A pesar de todo, hay espacio para la esperanza. Si el mundo común se ha roto y fragmentado, se abre el camino para la reconstrucción.

Sin duda, antes de acometer cualquier tarea de reconstrucción, es necesario inspeccionar la ruina en que nos encontramos y reconocerla como tal. Es una doble tarea, tanto filosófica como política. Es filosófica porque exige volver a cuestionarnos qué entendemos por realidad, por mundo compartido y por verdad; es política porque exige de las instituciones una voluntad de querer volver a ser reconocibles y respetables para todos los que dependemos de ellas.

Pero no sólo la tarea compete a la filosofía y a la política. Los medios son decisivos y deben de elegir entre dos papeles esenciales: ser notarios del ruido mediático, simples reproductores de un flujo interminable de declaraciones polémicas sin criterio, o asumir el papel de testigos responsables, capaces de sostener el mundo común que hace posible vivir juntos.

Y, finalmente, está el ciudadano.
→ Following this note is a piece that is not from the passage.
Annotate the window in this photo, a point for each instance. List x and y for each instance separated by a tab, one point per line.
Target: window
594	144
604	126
También él debe modificar su actitud: dejar de ser un mero consumidor de información, sino seleccionarla; no difundir la propaganda, sino ponerla en cuestión; no amplificar aquello que indigna, sino lo que verdaderamente importa; no votar desde el hartazgo, el hastío o la reacción visceral, sino desde el juicio y la responsabilidad.

Concluyo volviendo a Emmanuel Levinas, el filósofo para el cual el origen de toda moralidad está en el «rostro del otro». No se refiere al rostro físico, sino a la «presencia del otro» en nuestras vidas. Una presencia que nos interpela y que nos impone un mandato absoluto: tenemos una responsabilidad hacia el otro no es negociable. Levinas rompe así cualquier lógica utilitarista o interesada. Allí donde la política suele operar con conveniencias o correlaciones de fuerza, él coloca una asimetría moral implacable: la ética consiste siempre en priorizar al vulnerable frente al poderoso; el que está en situación de poder no necesita que lo protejan, pero el vulnerable sí. La ética de Levinas comienza justo en ese desnivel asimétrico.

En este punto, la ética y la filosofía dejan de ser especulación teórica para convertirse en una advertencia seria: cuando ignoramos al que sufre, no solo traicionamos al «otro», sino que quebramos el fundamento mismo de toda comunidad humana.